The next time you’re given a choice between beef and chicken, you might want to choose neither.
A study by the University of California, San Francisco, published this week in the American Journal of Clinical Nutrition, found that eating white meat had the same effect on low-density lipoprotein cholesterol as beef did.
A high level of low-density lipoprotein (LDL), or bad cholesterol, can lead to plaque buildup in arteries, which can result in a heart attack.
Many people diagnosed with high LDL levels will eliminate red meat — beef, pork and lamb — from their diet and instead eat white meat — chicken or other poultry.
Saturated fats in red meat have long been associated with an increased risk of cardiovascular disease, the researchers noted, but there has been little research into the effects of eating white meat.
For this study, 100 healthy men and women ages 21-65 were randomly assigned to one of two groups: high saturated fats (butter and full-fat foods) and low saturated fats.

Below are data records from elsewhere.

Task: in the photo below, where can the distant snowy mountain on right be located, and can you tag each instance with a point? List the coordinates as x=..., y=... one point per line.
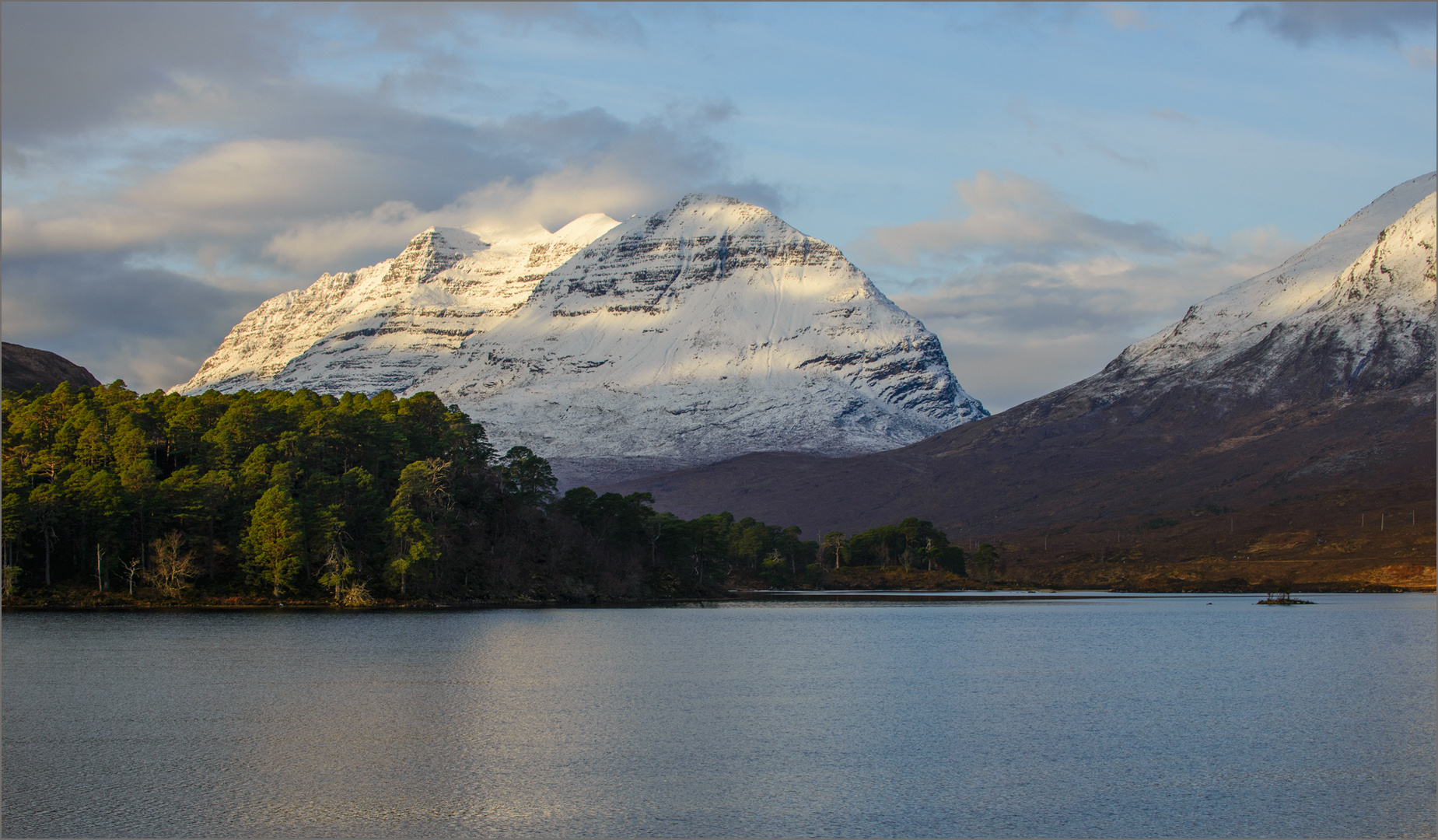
x=1309, y=384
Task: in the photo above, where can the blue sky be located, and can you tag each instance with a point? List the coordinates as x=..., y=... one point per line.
x=1040, y=184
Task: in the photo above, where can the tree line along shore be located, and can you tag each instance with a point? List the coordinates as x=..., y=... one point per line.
x=115, y=498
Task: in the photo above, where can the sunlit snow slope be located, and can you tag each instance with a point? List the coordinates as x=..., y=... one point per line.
x=686, y=337
x=1353, y=311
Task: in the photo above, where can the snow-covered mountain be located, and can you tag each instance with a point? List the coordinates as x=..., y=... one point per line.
x=686, y=337
x=1351, y=313
x=1310, y=379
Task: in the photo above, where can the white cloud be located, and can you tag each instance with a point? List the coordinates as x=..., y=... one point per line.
x=1028, y=294
x=1125, y=16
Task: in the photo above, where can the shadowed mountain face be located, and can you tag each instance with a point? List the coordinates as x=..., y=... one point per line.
x=1314, y=376
x=26, y=367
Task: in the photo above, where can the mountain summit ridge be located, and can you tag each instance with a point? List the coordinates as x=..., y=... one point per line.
x=1312, y=377
x=685, y=337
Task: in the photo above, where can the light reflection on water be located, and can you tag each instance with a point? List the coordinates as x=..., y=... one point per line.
x=1133, y=716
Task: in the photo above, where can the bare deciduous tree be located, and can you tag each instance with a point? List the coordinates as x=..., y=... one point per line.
x=173, y=564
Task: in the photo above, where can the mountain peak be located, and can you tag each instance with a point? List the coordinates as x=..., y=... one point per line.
x=695, y=334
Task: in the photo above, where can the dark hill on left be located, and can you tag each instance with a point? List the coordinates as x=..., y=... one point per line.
x=26, y=367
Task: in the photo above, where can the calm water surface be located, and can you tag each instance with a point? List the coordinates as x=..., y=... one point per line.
x=1133, y=716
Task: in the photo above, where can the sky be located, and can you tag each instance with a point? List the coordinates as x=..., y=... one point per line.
x=1041, y=184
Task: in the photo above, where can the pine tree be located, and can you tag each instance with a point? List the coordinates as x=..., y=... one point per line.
x=275, y=541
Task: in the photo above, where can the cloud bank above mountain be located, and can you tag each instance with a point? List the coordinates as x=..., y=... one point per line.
x=170, y=166
x=1017, y=275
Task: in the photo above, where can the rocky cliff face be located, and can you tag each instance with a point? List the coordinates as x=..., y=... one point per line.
x=686, y=337
x=1309, y=379
x=1349, y=314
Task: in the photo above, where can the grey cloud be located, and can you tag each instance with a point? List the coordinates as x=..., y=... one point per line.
x=1011, y=219
x=1303, y=23
x=149, y=327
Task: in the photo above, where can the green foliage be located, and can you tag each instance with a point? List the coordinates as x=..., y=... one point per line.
x=982, y=565
x=914, y=544
x=355, y=499
x=275, y=541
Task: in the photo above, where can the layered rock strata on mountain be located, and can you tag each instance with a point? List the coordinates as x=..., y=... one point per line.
x=26, y=367
x=686, y=337
x=1307, y=379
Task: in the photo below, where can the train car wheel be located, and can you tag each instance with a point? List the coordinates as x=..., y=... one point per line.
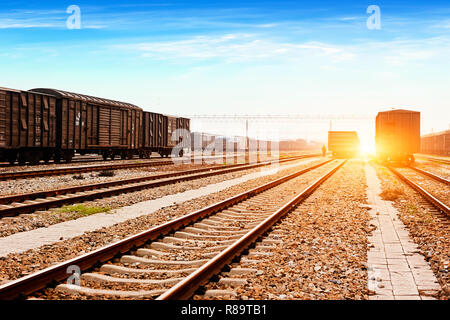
x=11, y=157
x=22, y=158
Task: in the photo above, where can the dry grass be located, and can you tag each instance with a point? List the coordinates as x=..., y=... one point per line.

Each participant then consumed a four-week diet of red meat, then white meat, then no meat. Between each diet change was a “washout period,” when they ate as they normally would.
Those in the low saturated fats group showed lower levels of LDL cholesterol than those in the high saturated fats group. But there was no difference in levels based on which meat the participants ate. LDL levels after a diet of white meat were the same as after a diet of red meat.
People looking to lower their cholesterol should turn to a plant-based diet, the study suggests. Eating vegetables, dairy and legumes showed the best results in reducing LDL cholesterol levels.
"If you have problems with cholesterol or if you have a family history of cholesterol or heart disease, then it is best to consume less of both red and white meats and instead substitute beans, lentils, higher protein grains like quinoa, and soy-based products like tofu and tempeh," Maria Romo-Palafox , a registered dietitian and postdoctoral fellow with the Rudd Center for Food Policy and Obesity at the University of Connecticut, told CNN.
That doesn’t mean you have to eliminate meat from your diet, Romo-Palafox said.
"Make sure you are choosing the leanest meats possible,” she told CNN. “If you can adopt a meatless Monday, why not? That might help you balance your risk."